The API call, along with replying to the user with the given response from the API, is then done with:

// Call API
val response = khttp.get(query).text

// Reply to the user with the given response and allow them to ask a followup question
furhat.say(response)
furhat.ask("Anything else?")

Since API calls might take time, we want to do things to make the interaction better. First, we want to add a filler speech and gesture to signal to the user that an answer is coming shortly. So, before we do the API call, we do this:

// Filler speech and gesture
furhat.say({
    +"Let's see"
    +Gestures.GazeAway
}, async = true)

// API call
val response = khttp.get(query).text

// ...

This syntax is using an (inline definition of a) utterance, which combines a say and a gesture in one command and then in this case, executes them asynchronously (through the async = true parameter) since we want the API-call to be run immediately after.

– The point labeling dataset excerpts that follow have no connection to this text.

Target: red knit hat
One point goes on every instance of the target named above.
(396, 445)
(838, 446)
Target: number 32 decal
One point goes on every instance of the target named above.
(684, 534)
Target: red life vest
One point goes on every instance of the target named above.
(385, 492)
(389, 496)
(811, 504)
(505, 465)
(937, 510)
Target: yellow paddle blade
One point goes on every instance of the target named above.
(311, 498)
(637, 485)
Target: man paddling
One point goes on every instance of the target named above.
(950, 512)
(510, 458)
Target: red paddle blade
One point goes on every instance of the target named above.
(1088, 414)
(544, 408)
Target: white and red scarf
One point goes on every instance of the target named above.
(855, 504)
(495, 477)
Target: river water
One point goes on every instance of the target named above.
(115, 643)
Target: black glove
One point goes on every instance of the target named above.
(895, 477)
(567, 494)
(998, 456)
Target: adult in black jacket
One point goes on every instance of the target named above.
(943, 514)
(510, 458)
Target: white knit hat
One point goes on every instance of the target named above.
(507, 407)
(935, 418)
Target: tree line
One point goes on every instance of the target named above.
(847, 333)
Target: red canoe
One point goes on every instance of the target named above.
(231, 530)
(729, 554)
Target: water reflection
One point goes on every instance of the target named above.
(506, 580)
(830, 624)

Secondly, we want to handle potential timeouts of the API, or slow response times. This can be done in several ways but we recommend using a specific state for the API-call together with an anonymous sub-state for the actual API-call and a timer that cancels the call if the API-call hasn't returned within a certain time.

Our response handler that takes the user input now looks like this:

onResponse {
  // Filler speech and gesture
  furhat.say({
      +"Let's see"
      +Gestures.GazeAway
  }, async = true)

  // Query done in query state below, with its result saved here since we're doing a call
  val response = call(Query(it.text)) as String

  // Reply to user
  furhat.say(response)
  furhat.ask("Anything else?")
}

Instead of doing the API call, we are calling a state Query with the user input and then saving the returned value of this state call in a response variable. Note that the returned value needs to be cast to a String (with as String) since Kotlin's type inference doesn't work here.

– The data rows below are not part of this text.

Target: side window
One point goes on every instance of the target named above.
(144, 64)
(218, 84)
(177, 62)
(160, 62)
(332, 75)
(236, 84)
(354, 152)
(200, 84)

Our Query state is now defined as follows:

// Constant for timeout of API call
val TIMEOUT = 4000

fun Query(question: String) = state {
  onEntry {
    // Query building
    val question = question.replace("+", " plus ").replace(" ", "+")
    val query = "$BASE_URL?i=$question&appid=$APP_ID"

    // Calling API (in an anonymous sub-state)
    val response = call {
      khttp.get(query).text
    } as String

    // Return the response
    terminate(response)
  }

  onTime(TIMEOUT) {
    // If timeout is reached, we return an error
    terminate("I'm having issues connecting to my brain. Try again later!")
  }
}

The call to the API is here made in an anonymous sub-state (https://docs.furhat.io/flow/#calling-anonymous-states) through the call { ... } to allow our timeout (onTime(TIMEOUT)) to stop the call if it takes to long. This is needed since otherwise the API-call would block any other event from happening which would cause the system to be unresponsive until a response is received. Note that here as-well, you explicitly have to cast the result of the state to a String.

Once we get a result, we return it to the caller state through the terminate call.

The onTime, that currently uses the TIMEOUT constant set to 4 seconds, makes sure we don't get stuck here if the API stops responding. Once it executes, it will terminate the state (including the called anonymous sub-state) providing a hard-coded error message.

Error handling

Finally, we want to catch some of the error messages that Wolfram Alpha returns if they can't parse the question or can't answer it.

We add two known error strings to a list and checks if the returned response matches, in which case we reply with a custom error message.

val FAILED_RESPONSES = listOf("No spoken result available", "Wolfram Alpha did not understand your input")

// ...

// Api Call
val response = call {
  khttp.get(query).text
} as String

// Error handling
val reply = when {
  FAILED_RESPONSES.contains(response) -> {
    println("No answer to question: $question")
    "Sorry bro, can't answer that"
  }
  else -> response
}

// Return the response
terminate(reply)

This concludes this tutorial. For a working code-example, please see Github.